Either way, publicizing the affair in Egypt also serves to deter other agents. Yet contrary to the report in Israel - which cannot really damage ties between Teheran and Jerusalem – enthusiastic elements in the Egyptian intelligence, who wanted to flout as well as ridicule Israel, can indeed inflict further damage to the relations between Cairo and Jerusalem.

 

These ties have already been shaken up severely following controversy surrounding the "Shaked Spirit" documentary (suggesting that soldiers of the Shaked Reconnaissance Unit, under the command of Binyamin Ben Eliezer, may have killed 250 unarmed Egyptian captives at the end of the Six-Day War).

 

No shots fired

The two abovementioned events, as well as other dramatic incidences that have occurred in the Middle East lately - such the disappearance of Iranian General Ali Reza-Asgari, the deaths of Iranian nuclear scientists, the disappearance of others, and the crash of an aircraft carrying revolutionary guard members – again highlight the extent to which the Middle East has become a hub teeming with secret agents operating against each other in a covert war with only a tip of it exposed.

 

It is a war that continues without a single shot being fired or bombs being dropped; it is a war of sophistication and guile where the victor is the side that gathers more information on the other side.

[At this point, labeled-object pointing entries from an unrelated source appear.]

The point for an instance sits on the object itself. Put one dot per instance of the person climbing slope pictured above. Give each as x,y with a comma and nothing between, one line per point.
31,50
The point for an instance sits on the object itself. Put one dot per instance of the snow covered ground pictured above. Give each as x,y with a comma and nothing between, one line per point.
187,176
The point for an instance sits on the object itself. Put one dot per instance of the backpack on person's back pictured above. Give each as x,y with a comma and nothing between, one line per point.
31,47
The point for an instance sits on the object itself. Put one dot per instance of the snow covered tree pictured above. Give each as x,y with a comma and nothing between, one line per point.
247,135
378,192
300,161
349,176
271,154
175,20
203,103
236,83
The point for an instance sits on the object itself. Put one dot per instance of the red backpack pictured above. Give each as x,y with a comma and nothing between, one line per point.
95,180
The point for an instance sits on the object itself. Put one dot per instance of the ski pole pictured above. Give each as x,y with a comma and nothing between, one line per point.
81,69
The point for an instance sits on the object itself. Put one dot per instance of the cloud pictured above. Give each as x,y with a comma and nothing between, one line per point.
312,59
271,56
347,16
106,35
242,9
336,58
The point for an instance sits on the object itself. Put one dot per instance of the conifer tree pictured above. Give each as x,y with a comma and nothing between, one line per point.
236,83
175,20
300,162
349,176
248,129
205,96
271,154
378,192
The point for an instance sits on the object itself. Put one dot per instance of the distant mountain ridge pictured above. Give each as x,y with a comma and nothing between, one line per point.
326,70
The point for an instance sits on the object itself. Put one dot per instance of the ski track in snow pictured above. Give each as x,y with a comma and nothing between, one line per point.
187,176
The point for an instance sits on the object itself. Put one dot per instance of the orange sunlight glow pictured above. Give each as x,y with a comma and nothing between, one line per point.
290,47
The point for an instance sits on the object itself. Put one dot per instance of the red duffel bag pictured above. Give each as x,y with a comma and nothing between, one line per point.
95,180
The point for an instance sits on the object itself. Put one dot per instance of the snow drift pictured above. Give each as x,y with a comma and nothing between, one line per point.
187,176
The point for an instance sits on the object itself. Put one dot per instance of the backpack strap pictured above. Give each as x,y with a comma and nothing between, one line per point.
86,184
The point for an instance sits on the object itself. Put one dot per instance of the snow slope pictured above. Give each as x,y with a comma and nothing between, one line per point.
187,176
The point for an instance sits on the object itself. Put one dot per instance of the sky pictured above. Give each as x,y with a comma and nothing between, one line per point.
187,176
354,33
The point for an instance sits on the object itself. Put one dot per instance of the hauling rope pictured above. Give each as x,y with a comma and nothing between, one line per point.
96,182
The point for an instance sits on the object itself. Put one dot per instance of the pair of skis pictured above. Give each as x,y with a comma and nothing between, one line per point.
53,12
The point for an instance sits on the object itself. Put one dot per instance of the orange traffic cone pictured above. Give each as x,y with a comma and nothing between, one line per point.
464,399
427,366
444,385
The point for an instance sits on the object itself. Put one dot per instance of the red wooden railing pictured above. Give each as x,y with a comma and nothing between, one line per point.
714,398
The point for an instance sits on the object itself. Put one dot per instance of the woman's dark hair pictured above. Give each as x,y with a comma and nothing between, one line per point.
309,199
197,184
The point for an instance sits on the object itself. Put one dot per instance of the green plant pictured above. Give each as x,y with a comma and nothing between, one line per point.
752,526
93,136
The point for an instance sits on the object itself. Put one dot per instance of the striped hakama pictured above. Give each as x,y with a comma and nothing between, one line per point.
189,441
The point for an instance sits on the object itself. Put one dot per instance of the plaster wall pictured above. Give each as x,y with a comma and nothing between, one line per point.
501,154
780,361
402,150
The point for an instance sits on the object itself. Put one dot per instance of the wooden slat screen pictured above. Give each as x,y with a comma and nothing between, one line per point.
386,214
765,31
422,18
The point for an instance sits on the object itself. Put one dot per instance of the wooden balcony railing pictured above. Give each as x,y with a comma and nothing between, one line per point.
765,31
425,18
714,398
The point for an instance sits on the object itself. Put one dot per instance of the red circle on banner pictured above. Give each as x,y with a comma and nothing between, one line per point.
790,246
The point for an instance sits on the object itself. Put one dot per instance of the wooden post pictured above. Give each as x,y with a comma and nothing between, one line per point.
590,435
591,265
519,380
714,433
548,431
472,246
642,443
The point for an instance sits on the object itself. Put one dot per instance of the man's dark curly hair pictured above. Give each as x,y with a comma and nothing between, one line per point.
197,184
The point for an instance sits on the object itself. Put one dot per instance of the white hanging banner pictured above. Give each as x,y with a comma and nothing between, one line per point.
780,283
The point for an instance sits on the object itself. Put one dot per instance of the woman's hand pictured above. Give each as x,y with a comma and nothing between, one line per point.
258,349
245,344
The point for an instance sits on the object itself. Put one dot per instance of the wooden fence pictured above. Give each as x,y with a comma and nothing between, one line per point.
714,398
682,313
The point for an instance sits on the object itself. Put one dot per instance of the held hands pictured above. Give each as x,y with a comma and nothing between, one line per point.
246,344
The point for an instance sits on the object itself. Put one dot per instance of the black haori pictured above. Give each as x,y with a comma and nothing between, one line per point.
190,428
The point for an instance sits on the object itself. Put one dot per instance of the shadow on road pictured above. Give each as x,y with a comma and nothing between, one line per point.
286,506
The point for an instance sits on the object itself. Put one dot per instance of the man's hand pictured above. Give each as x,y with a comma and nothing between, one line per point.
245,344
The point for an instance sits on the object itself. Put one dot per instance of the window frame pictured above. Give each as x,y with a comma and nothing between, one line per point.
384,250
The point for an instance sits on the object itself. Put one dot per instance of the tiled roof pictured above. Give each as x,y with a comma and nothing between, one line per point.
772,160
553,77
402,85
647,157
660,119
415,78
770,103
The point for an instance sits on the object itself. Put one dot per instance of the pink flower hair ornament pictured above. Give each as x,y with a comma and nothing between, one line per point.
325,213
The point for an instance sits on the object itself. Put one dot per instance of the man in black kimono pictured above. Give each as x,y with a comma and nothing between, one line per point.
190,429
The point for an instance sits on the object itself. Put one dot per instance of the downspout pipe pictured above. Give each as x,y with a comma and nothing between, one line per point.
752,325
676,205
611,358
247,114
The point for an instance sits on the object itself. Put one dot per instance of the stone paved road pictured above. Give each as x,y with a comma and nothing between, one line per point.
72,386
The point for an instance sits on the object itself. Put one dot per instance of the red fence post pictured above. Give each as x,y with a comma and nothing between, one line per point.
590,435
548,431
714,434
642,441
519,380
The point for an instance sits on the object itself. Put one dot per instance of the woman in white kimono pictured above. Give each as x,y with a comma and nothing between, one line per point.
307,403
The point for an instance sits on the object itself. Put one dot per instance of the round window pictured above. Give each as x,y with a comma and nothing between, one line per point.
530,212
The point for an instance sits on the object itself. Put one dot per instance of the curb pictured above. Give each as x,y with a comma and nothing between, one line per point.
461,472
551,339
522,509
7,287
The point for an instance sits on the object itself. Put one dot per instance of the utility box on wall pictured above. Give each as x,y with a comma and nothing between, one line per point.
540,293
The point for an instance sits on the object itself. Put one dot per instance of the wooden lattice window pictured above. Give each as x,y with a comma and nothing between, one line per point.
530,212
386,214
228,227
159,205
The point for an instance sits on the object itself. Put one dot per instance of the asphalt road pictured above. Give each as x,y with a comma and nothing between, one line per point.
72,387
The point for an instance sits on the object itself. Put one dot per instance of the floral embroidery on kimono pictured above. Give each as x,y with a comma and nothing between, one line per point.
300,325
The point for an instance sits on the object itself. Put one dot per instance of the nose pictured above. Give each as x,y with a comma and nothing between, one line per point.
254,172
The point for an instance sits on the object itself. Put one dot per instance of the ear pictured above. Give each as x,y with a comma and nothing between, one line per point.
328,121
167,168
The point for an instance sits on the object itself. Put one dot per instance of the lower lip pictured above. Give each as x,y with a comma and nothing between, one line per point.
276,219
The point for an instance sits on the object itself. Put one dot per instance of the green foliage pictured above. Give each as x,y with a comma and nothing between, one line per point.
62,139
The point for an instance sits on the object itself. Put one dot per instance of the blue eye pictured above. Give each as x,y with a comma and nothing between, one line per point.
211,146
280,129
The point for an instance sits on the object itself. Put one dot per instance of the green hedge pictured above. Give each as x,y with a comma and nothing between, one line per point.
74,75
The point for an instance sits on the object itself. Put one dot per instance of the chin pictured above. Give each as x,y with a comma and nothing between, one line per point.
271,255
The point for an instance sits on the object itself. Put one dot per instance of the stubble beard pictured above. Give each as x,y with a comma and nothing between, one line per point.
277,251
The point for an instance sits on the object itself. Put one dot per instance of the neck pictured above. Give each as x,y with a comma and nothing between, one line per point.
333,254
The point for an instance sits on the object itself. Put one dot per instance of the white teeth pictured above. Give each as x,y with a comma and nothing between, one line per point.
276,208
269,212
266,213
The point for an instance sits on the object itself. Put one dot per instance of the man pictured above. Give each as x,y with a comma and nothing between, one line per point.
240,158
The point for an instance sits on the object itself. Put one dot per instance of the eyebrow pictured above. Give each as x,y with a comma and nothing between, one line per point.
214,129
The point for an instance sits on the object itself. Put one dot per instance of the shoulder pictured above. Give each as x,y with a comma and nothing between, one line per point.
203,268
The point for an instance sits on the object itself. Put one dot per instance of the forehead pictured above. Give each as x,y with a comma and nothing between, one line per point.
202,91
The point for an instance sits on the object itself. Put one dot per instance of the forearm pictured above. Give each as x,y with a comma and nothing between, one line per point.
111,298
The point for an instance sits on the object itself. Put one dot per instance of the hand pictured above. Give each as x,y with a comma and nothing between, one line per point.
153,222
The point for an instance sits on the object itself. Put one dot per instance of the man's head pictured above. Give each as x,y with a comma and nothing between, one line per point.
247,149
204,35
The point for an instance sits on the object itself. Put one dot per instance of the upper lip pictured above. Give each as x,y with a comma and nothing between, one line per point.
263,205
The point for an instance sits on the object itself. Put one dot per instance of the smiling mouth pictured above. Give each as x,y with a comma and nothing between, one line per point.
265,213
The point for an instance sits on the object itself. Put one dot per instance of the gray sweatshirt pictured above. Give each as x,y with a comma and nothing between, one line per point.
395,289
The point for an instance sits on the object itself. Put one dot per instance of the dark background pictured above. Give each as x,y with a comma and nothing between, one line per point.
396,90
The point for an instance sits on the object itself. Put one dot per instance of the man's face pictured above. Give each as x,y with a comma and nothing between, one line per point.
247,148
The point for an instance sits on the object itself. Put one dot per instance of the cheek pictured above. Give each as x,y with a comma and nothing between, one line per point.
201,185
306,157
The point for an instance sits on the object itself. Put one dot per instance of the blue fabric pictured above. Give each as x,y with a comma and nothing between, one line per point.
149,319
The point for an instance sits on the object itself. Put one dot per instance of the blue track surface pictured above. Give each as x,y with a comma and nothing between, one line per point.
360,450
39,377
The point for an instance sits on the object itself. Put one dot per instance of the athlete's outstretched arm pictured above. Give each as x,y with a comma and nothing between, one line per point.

We should not underestimate the importance of these affairs or the importance of the intelligence in forming the shadows of history.

 

Intelligence dramas have a tendency to turn into whirlwinds with political and international implications that go far beyond the question of whether the duo Zin'ali and Tikawi will succeed in recruiting that poor Jew who just wanted to visit his aunt in Isfahan.